Après une extinction de près d’un millénaire, la dissection anatomique humaine est réintroduite dans les premières universités occidentales au xiiie siècle. L’université de Dole compte une seule chaire de médecine, l’anatomie étant une de ses disciplines majeures. Une deuxième chaire est fondée, en 1570, par Philippe II (1527-1598). Elle regroupe cinq matières d’enseignement en anatomie, physiologie, physique, chimie et hygiène. Une troisième chaire est établie, par lettres patentes du 9 septembre 1619, des archiducs Albert (1559-1621) et Isabelle (1566-1633) d’Autriche, pour individualiser l’anatomie1. Pierre Verney (v. 1577-v. 1640), qui a étudié à Paris, en est le premier titulaire2. Il n’existe cependant toujours pas d’amphithéâtre d’anatomie. Les dissections s’effectuent dans des maisons particulières ou dans des locaux de piètre qualité, loués par l’université. En 1631, sur l’insistance de Verney et des élèves de l’université, un don est accordé, par lettres patentes, pour la construction d’un amphithéâtre de médecine à l’université de Dole3. Mais il est peu vraisemblable que la somme proposée ait permis de construire et d’entretenir un amphithéâtre d’anatomie.

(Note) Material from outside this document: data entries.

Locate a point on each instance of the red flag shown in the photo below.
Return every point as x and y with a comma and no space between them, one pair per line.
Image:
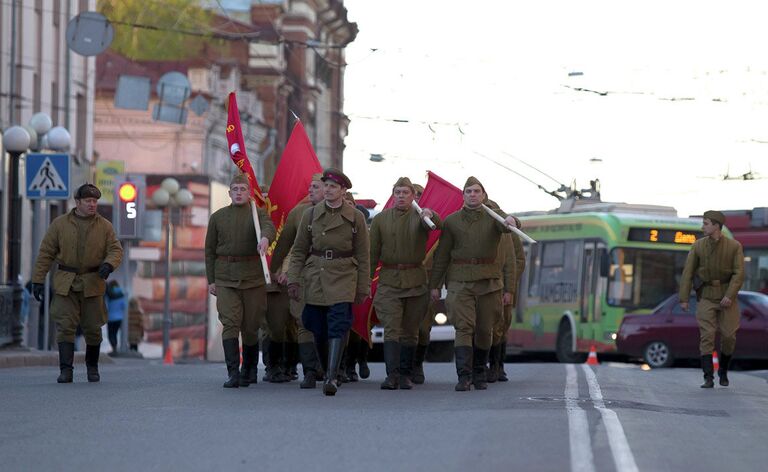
237,149
292,176
442,197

Une fois l’université transférée à Besançon, ses locaux sont installés dans le bâtiment, peu adapté, du couvent des Grands Carmes. Une salle de dissection devient indispensable à l’enseignement. En 1697 et 1698, François Thomas Garinet (v. 1655-1702), titulaire de la chaire d’anatomie et de botanique, insiste auprès du conseil de la ville pour obtenir une salle d’anatomie de dissection et un jardin botanique4. En vain. Les années suivantes, l’université s’adresse au bureau du nouvel hôpital Saint-Jacques, qui possède des locaux pour accueillir de telles structures. Un jardin botanique est créé, en 1703, sur les terrains de l’hôpital Saint-Jacques, par les professeurs de médecine de l’université, mais il n’est pas proposé de solution pour un amphithéâtre de dissection5. Le professeur Nicolas Billerey (1666-1758) et le maître chirurgien Jean François Nicolin (1671-1721) réalisent les séances de dissection à leurs frais.
En 1707, l’édit royal de Marly, qui réorganise les études médicales, fait obligation d’assurer des démonstrations d’anatomie et de botanique. Une salle de dissection est alors organisée, en 1724, dans une cuverie du sous-sol du bâtiment des Grands Carmes. Les dissections anatomiques sont réalisées par le démonstrateur chirurgien Gilles Vacher de la Feutrie (1693-1760) et le professeur de médecine Claude François Atthalin (1701-1782).
Indépendamment de l’université bisontine, le nouvel hôpital Saint-Jacques, qui accueille des patients civils et militaires depuis 1691, possède une « chambre de dissection » dont les étudiants en médecine réclament régulièrement l’utilisation. Un conflit éclate en 1724, alors que les étudiants cherchent un lieu pour disséquer le cadavre d’un supplicié et que la mère supérieure leur refuse l’accès à la chambre de dissection. La municipalité accorde finalement l’autorisation au chirurgien militaire Gilles Vacher de la Feutrie de disséquer le cadavre dans la salle de l’hôpital6.
En 1755, une salle d’anatomie est construite à l’hôpital Saint-Jacques, sur la base de l’ancien logement du jardinier, à proximité de l’aile gauche du bâtiment, du côté des remparts. Une ouverture, directe sur l’extérieur, donne accès aux intervenants sans passer par l’hôpital. Elle reste indépendante de l’université et consacrée à la dissection des corps des soldats morts à l’hôpital7.
La situation s’améliore quelque peu avec la création de l’école royale de chirurgie de Besançon, par les lettres patentes du 20 juin 1773. Les locaux sont installés à proximité de l’hôpital du Saint-Esprit. La dissection anatomique et l’apprentissage des techniques opératoires y occupent une place importante. Plusieurs chirurgiens y assurent les démonstrations, alimentées par les corps des condamnés.
La période révolutionnaire, qui impose les fermetures de la faculté de médecine et de l’école royale de chirurgie, recentre les démonstrations anatomiques à l’hôpital Saint-Jacques.